J'ai ete absent, ce qui fait que j'ai eu tard votre lettre, et que vous aurez tard ma reponse.
Vous trouverez sous ce pli ma souscription.
Certes, vous pouvez compter sur le peu que je suis et le peu que je puis. Je saisirai, puisque vous le jugez utile, la premiere occasion d'elever la voix.

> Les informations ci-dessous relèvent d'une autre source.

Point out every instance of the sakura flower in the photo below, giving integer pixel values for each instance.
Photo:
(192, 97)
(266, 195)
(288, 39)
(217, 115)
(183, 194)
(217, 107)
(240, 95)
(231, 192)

Il vous faut le million de bras, le million de coeurs, le million d'ames. Il vous faut la grande levee des peuples. Elle viendra.
Votre ami,
VICTOR HUGO.
III
LA GUERRE DU MEXIQUE
Quoique digne de toutes les severites de l'histoire, le premier empire avait fait de la gloire; le second fit de la honte. La guerre du Mexique eclata, odieuse voie de fait contre un peuple libre. Le Mexique resista, et fut traite militairement; l'assaut de Puebla fut un crime dans ce crime, ce fut un de ces ecrasements de villes qui deshonoreraient une cause juste, et qui completent l'infamie d'une guerre inique. Puebla se defendit heroiquement. Tant que le siege dura, Puebla publia un journal imprime sur deux colonnes, l'une en francais, l'autre en espagnol. Tous les numeros de ce journal commencaient par une page de Napoleon le Petit. Les combattants de Puebla expliquaient ainsi a l'armee de l'empire ce que c'etait que l'empereur. Ce journal contenait un appel a Victor Hugo [note: Voici le texte: Que ereis? Los soldados de un tiranno. La mejor Francia es con nosotros. Habeis Napoleon, habemos Victor Hugo.]. Il y repondit.